As long as they're not being really creepy I can take a compliment from just about anyone and be happy about it. I rarely get hit on, but it's nice to know when someone finds me attractive, even if I have zero interest in dating them. 

Maybe it's different for guys.


----------



## vinarian (Jan 30, 2011)

Personally, I like to hit on everyone, its just my nature, it has nothing to do with being serious or not - then again, I generally find everyone attractive, and in response to a previous poster, if someone is in a group with so called supermodels, I generally find the more 'normal' looking people more attractive. "league" generally doesn't enter the equation - then again, I generally shower and so far have all my teeth  Of course I have rather progressive and eclectic views on sex and relationships - though me hitting on someone doesnt mean I want to sleep with him\her\it


----------



## shuefly pie (Jan 30, 2011)

Color me chastened.


----------



## AmazingAmy (Jan 30, 2011)

MaybeX said:


> Back when I worked in the city I used to get cruised and occasionally hit on by male chubby chasers. Really made me upset the first couple of times, after that I thought it was kinda funny.
> 
> Disappointed that no female chubby chasers (FFAs) did, though one I later dated pointed out that I'm a bit obtuse about that sort of thing, and might not have noticed. :doh:
> 
> ...



You don't like the fuzz?  *Wibble*


----------



## CleverBomb (Jan 30, 2011)

Hole said:


> I usually just take it with a grain of salt unless it's someone old enough to be my grandfather or someone who already has a partner.:doh: Then, I might just feel a little disgusted.
> 
> Just think of it this way. Everyone can see beauty, including the ugly mother fuckers out there.  Toothless guy still has his working eyes.  (And a working pee pee?)
> 
> I know you wanted to know that. :happy:


Still out of rep, but this is a point worth noting. 

-Rusty


----------



## Cuddle-Bunny (Jan 30, 2011)

TheMildlyStrangeone said:


> This feels a little mean to be honest. Can't you just accept a compliment and move on? Toothless joe has feelings. Maybe you made his day seeing a beautiful woman drive by. Is that so bad? Sure, there are probably plenty of guys 'out of your league'. But do you really need to feel superior to them?
> 
> I apologize in advance if I have miscomprehended the point of your original post.

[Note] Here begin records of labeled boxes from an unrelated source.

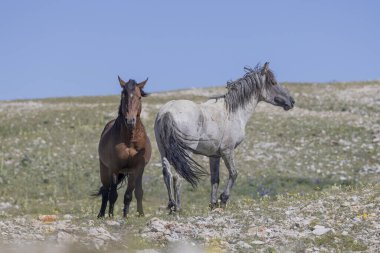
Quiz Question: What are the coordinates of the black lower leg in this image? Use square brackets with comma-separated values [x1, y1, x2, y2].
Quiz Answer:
[108, 174, 117, 217]
[98, 186, 109, 218]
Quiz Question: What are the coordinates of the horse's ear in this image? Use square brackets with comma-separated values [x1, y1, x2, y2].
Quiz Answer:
[262, 62, 269, 75]
[137, 78, 148, 89]
[117, 76, 125, 89]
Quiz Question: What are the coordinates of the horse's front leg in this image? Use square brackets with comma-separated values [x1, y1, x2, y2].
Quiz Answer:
[135, 167, 144, 216]
[108, 173, 117, 217]
[220, 152, 237, 206]
[210, 157, 220, 210]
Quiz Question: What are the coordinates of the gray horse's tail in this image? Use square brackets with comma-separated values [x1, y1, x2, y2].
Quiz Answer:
[158, 113, 207, 187]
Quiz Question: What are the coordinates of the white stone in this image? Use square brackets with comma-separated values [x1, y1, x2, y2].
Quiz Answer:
[313, 225, 331, 235]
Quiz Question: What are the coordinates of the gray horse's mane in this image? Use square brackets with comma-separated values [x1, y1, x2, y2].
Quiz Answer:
[210, 64, 276, 112]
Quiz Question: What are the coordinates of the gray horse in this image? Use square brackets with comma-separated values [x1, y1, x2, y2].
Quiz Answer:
[154, 62, 295, 211]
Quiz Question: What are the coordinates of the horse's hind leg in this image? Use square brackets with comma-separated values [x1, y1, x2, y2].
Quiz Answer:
[98, 161, 110, 218]
[108, 173, 118, 217]
[161, 156, 176, 212]
[135, 168, 144, 216]
[210, 157, 220, 209]
[173, 173, 182, 211]
[123, 173, 135, 218]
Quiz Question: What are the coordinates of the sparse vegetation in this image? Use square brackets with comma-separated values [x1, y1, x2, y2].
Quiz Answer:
[0, 82, 380, 252]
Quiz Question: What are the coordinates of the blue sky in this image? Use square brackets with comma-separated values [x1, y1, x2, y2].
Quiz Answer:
[0, 0, 380, 100]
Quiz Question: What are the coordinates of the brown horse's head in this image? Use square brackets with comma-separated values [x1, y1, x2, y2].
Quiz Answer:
[118, 76, 148, 127]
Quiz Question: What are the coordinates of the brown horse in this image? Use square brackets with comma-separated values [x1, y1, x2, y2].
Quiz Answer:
[95, 77, 152, 218]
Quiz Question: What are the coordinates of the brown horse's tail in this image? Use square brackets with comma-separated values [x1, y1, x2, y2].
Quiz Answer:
[156, 113, 207, 187]
[91, 174, 127, 197]
[91, 186, 108, 197]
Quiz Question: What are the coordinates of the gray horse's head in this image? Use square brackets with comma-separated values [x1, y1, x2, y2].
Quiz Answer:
[259, 62, 295, 111]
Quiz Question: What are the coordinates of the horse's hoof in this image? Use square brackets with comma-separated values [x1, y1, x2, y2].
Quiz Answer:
[220, 193, 230, 208]
[209, 203, 219, 211]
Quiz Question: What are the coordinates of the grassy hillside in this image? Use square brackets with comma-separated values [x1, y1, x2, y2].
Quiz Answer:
[0, 82, 380, 252]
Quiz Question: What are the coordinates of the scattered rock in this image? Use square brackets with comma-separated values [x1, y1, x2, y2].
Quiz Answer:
[0, 202, 12, 211]
[63, 214, 73, 220]
[38, 214, 58, 223]
[237, 241, 252, 249]
[313, 225, 331, 235]
[106, 220, 120, 226]
[57, 231, 77, 244]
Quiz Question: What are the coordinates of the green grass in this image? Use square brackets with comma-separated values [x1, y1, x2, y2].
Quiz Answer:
[0, 82, 380, 252]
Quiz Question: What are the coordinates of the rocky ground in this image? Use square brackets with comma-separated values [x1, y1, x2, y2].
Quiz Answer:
[0, 82, 380, 253]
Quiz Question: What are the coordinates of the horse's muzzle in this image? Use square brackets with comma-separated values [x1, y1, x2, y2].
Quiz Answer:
[126, 118, 136, 128]
[274, 97, 296, 111]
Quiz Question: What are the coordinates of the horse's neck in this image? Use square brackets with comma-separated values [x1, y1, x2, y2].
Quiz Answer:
[117, 117, 142, 145]
[231, 98, 258, 127]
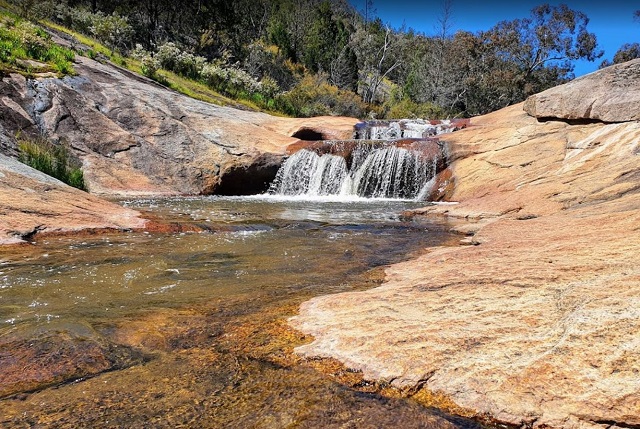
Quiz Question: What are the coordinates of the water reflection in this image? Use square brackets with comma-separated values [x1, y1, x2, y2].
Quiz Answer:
[0, 198, 480, 428]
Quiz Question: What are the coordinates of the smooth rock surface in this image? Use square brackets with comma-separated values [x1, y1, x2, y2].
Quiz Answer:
[524, 59, 640, 122]
[0, 56, 357, 195]
[290, 87, 640, 428]
[0, 154, 145, 244]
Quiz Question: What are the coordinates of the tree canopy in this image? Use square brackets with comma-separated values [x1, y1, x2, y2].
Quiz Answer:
[13, 0, 608, 117]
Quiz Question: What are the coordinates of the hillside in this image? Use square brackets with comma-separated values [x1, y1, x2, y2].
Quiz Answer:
[291, 60, 640, 428]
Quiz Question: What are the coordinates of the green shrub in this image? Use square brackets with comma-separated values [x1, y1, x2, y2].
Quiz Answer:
[0, 20, 75, 74]
[276, 75, 367, 117]
[18, 136, 86, 190]
[89, 12, 134, 52]
[140, 54, 159, 79]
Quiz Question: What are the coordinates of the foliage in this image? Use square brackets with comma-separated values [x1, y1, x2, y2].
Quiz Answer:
[0, 19, 75, 75]
[18, 136, 86, 190]
[277, 74, 367, 117]
[89, 12, 133, 52]
[6, 0, 608, 116]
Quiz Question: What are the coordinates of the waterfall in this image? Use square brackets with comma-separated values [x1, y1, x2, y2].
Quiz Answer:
[269, 149, 347, 196]
[269, 143, 437, 200]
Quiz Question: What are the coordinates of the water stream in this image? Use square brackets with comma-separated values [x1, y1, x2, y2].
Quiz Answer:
[0, 197, 475, 428]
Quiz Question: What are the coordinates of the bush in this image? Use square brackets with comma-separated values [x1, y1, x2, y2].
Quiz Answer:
[17, 136, 86, 191]
[89, 12, 134, 52]
[277, 75, 367, 117]
[0, 21, 75, 74]
[200, 63, 260, 96]
[140, 54, 159, 79]
[155, 42, 207, 79]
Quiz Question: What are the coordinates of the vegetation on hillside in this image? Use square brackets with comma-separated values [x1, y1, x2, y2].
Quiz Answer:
[17, 136, 86, 190]
[1, 0, 616, 118]
[0, 9, 75, 75]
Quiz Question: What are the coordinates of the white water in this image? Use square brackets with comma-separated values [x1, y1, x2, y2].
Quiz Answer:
[269, 144, 436, 200]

Yeah, I fully accept your point. League doesn't really come into it, but my base line is, Does the guy wash (personal hygine very important!) and is he polite. Beyond that I don't judge. Most people surprise the hell out of me! A fact for which I am eternally greatful. Thanks for making me think about my response and my resposibility to others. I suppose it is better to dazzel someone from time to time, even if they don't wash!


----------



## femaleseat (Jan 30, 2011)

yup, im sure we all have those days when guys who we wouldnt normally give another glance at drool over us, but.....nothing wrong with saying thank you and moving on.....not like u gotta marry the guy, LOL

on a side note when i go clubbing and ugly guys offer to buy me drinks....i know how hard it must have been to come up to me and offer that..i def always try to be polite...ironically they somtimes end up being the most fun


----------



## shuefly pie (Jan 30, 2011)

I get it. It's an honor just to have been nominated.

Whatevah.


----------



## MaybeX (Jan 30, 2011)

AmazingAmy said:


> You don't like the fuzz?  *Wibble*


Fuzz is fine. Being substantially more hirsute than me is rather less so. 
Being noticeably crazy and on the scary side is right out.


----------



## Paquito (Jan 30, 2011)

Oh God, I have 4 missing teeth.

*undesirable*


----------



## CleverBomb (Jan 30, 2011)

Cuddle-Bunny said:


> Yeah, I fully accept your point. League doesn't really come into it, but my base line is, Does the guy wash (personal hygine very important!) and is he polite. Beyond that I don't judge. Most people surprise the hell out of me! A fact for which I am eternally greatful. Thanks for making me think about my response and my resposibility to others. I suppose it is better to dazzel someone from time to time, even if they don't wash!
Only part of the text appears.